Statistical Failure Diagnosis in Software and Systems
Alice Zheng
Carnegie Mellon University

As software and systems become increasingly complex, the task of debugging also becomes increasingly difficult.  Manual diagnosis can require sifting through millions of lines of code and output logs.  In addition, large systems contain many components, each complex on its own, and often interacting in unexpected ways.

I present a case study illustrating how statistical machine learning algorithms, along with appropriate system instrumentation, can aid in failure diagnosis.  I propose a statistical software debugging framework that collects information from past successes and failures via fine-grained instrumentation of the program and then analyzes this information to locate suspicious program predicates.  I discuss the algorithmic challenges of the approach, and demonstrate a bi-clustering algorithm that is effective at simultaneously clustering failed runs and selecting useful predicates.  Using this approach, it took a programmer 20 minutes to find a long-standing bug in a real-world software program which he had never seen before.

This work is done in collaboration with Ben Liblit (U. Wisconsin, Madison), Michael Jordan (U.C. Berkeley), Alex Aiken and Mayur Naik (Stanford). 

 

Predictive Learning via Rule Ensembles
Jerome H. Friedman
Stanford University

General regression and classification models are constructed as linear combinations of simple rules derived from the data. Each rule consists of a conjunction of a small number of simple statements concerning the values of individual input variables. These rule ensembles are shown to produce predictive accuracy comparable to the best methods. However their principal advantage lies in interpretation. Because of its simple form, each rule is easy to understand, as is its influence on individual predictions, selected subsets of predictions, or globally over the entire space of joint input variable values.

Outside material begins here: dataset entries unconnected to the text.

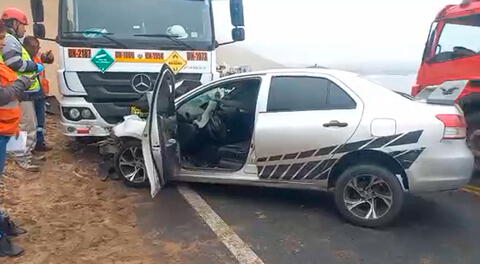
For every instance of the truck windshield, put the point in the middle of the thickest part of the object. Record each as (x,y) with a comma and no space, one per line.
(130,22)
(460,38)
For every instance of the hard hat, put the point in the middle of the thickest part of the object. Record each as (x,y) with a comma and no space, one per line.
(15,13)
(177,31)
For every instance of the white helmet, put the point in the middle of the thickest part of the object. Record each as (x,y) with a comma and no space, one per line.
(177,31)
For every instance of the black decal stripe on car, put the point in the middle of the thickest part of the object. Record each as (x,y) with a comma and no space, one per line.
(305,170)
(407,159)
(316,170)
(275,158)
(409,138)
(306,154)
(328,166)
(381,141)
(267,171)
(352,146)
(292,171)
(279,171)
(325,151)
(323,175)
(290,156)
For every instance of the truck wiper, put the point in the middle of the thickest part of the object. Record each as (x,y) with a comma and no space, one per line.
(102,34)
(170,37)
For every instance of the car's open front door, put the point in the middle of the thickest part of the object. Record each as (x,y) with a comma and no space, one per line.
(159,143)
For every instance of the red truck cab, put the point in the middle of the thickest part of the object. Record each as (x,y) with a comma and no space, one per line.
(452,52)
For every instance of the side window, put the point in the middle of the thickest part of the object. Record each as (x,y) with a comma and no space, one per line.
(306,94)
(338,98)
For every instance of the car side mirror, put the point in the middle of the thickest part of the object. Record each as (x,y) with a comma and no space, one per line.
(37,11)
(238,34)
(39,31)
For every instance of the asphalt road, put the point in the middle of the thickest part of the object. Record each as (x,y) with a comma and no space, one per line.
(290,226)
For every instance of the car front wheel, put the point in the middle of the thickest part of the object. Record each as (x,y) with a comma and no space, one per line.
(129,164)
(368,195)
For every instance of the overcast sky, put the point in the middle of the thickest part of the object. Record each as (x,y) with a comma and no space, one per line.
(351,33)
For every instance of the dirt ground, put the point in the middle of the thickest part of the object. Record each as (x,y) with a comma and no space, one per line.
(71,214)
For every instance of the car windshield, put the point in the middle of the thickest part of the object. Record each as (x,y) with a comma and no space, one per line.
(188,21)
(460,38)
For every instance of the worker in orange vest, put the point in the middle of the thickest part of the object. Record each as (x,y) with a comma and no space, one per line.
(32,45)
(12,88)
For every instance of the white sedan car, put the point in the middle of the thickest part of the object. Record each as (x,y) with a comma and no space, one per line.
(320,129)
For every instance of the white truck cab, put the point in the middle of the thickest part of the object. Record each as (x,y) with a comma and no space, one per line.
(112,50)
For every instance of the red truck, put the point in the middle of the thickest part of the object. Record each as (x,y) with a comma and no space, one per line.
(452,52)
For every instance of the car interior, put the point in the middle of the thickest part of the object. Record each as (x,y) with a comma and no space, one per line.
(215,127)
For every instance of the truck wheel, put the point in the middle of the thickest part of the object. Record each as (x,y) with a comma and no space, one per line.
(368,195)
(129,164)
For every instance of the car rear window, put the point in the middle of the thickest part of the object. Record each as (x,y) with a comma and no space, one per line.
(306,94)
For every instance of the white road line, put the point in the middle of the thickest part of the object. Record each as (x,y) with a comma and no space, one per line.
(242,252)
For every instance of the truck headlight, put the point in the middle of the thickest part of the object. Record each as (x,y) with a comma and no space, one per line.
(74,113)
(87,114)
(77,113)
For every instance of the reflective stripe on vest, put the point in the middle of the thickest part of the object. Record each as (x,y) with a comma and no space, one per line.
(10,113)
(26,57)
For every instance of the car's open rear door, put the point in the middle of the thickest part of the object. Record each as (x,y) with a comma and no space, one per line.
(159,143)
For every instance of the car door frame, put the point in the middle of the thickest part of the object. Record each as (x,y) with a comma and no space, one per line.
(248,173)
(263,103)
(156,144)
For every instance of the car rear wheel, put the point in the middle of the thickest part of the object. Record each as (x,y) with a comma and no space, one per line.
(473,136)
(368,195)
(130,165)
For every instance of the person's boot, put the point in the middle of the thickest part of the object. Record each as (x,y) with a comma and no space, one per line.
(7,248)
(38,157)
(28,165)
(9,228)
(43,148)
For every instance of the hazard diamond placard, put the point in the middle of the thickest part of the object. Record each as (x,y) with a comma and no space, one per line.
(176,62)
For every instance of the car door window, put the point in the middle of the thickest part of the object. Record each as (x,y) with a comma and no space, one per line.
(338,98)
(306,94)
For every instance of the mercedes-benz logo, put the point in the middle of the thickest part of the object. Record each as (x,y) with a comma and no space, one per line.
(141,83)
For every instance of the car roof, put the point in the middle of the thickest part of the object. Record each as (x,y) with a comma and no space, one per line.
(308,71)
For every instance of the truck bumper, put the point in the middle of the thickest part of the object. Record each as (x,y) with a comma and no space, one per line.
(96,127)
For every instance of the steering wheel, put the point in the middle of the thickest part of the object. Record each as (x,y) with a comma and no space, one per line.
(216,128)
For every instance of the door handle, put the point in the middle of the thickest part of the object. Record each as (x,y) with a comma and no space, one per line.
(335,123)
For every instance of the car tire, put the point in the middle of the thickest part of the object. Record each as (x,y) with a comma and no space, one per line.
(130,153)
(386,188)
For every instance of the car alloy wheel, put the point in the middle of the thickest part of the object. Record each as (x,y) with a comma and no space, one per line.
(130,165)
(368,197)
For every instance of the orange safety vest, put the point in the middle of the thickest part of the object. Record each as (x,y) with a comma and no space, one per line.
(10,114)
(43,77)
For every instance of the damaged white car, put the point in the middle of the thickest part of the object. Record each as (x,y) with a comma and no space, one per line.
(320,129)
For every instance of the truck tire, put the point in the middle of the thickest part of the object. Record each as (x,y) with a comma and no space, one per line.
(368,195)
(129,164)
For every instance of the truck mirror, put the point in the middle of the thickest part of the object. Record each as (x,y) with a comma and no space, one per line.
(238,34)
(37,11)
(236,13)
(39,31)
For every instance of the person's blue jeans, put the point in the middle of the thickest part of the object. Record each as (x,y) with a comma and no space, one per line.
(40,110)
(3,153)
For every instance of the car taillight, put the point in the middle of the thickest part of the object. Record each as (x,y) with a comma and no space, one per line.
(455,126)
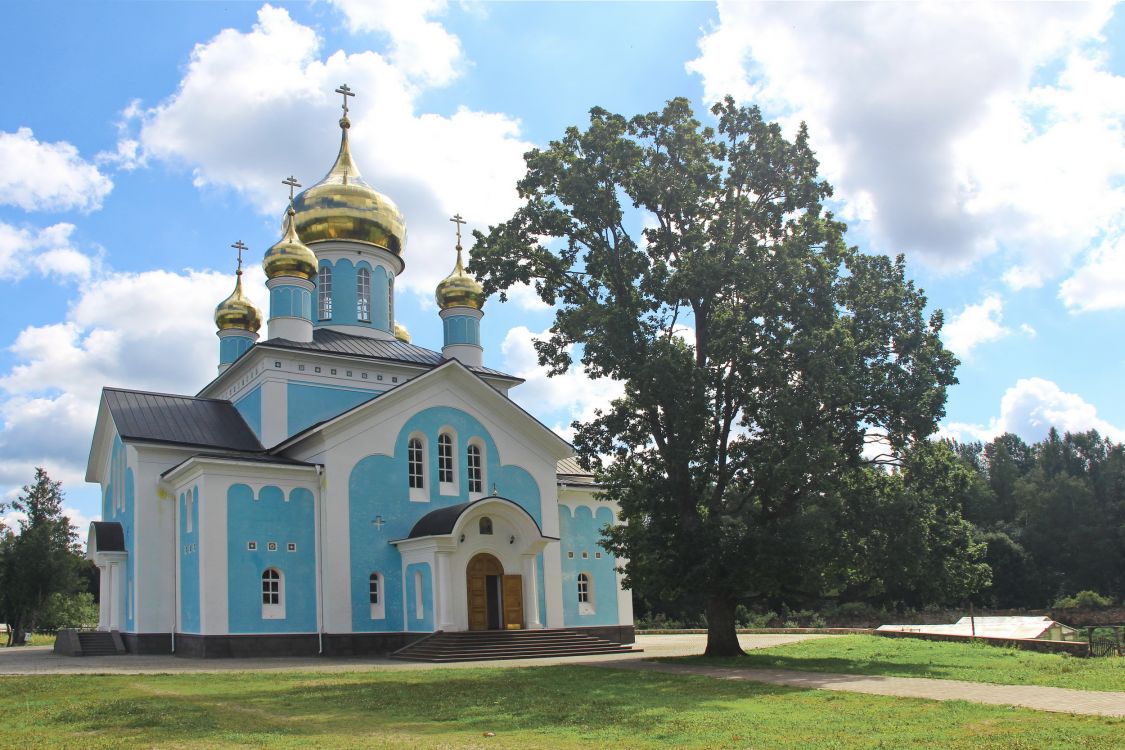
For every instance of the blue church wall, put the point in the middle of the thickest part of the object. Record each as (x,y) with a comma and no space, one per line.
(291,301)
(380,509)
(582,533)
(461,330)
(413,622)
(118,504)
(189,561)
(232,348)
(309,404)
(250,407)
(270,517)
(344,310)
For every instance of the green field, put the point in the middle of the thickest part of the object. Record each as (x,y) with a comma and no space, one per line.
(905,657)
(561,706)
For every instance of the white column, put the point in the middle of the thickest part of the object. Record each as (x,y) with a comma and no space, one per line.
(443,593)
(105,594)
(530,593)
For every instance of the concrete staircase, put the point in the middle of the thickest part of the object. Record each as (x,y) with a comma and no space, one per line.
(479,645)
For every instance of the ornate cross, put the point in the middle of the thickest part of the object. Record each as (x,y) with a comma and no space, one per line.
(347,92)
(240,246)
(291,181)
(458,220)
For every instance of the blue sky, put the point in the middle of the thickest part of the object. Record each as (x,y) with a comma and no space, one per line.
(140,139)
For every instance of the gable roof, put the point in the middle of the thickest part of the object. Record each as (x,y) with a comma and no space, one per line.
(325,340)
(420,381)
(179,421)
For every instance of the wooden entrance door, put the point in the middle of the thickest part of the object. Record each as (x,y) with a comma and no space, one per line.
(480,568)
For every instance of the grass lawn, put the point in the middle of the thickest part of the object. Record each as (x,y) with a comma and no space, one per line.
(561,706)
(906,657)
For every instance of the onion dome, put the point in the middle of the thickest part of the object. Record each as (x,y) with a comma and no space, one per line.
(459,289)
(342,206)
(236,312)
(289,256)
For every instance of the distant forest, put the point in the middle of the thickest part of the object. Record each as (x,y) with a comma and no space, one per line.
(1052,515)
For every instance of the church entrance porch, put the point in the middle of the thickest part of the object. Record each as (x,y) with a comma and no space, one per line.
(495,601)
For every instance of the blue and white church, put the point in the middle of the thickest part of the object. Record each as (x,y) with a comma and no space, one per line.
(338,489)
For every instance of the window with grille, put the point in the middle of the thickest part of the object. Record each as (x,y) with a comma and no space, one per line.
(363,295)
(324,292)
(583,588)
(444,459)
(414,463)
(271,587)
(476,478)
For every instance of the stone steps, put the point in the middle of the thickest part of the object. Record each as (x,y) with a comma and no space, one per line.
(479,645)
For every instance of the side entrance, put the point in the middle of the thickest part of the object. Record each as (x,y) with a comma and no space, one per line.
(495,599)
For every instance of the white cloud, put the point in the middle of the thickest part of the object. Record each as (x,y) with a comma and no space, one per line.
(47,177)
(564,398)
(974,325)
(50,251)
(1031,408)
(150,331)
(930,122)
(421,48)
(257,106)
(1099,285)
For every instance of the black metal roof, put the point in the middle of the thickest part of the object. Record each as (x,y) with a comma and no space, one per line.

Similarly, the degree of relevance of the respective input variables can be assessed globally, locally in different regions of the input space, or at individual prediction points. Techniques are presented for automatically identifying those variables that are involved in interactions with other variables, the strength and degree of those interactions, as well as the identities of the other variables with which they interact. Graphical representations are used to visualize both main and interaction effects.

 

Tournament Algorithms for Reducing Multiclass Prediction to Binary Prediction
 
John Langford
Toyota Technological Institute at Chicago
 

I'll describe a new family of algorithms for reducing from multiclass classification to binary classification. The first member of this family is a single elimination tournament, as is often used in gaming competitions. Other members of this family correspond to double elimination and higher order elimination tournaments.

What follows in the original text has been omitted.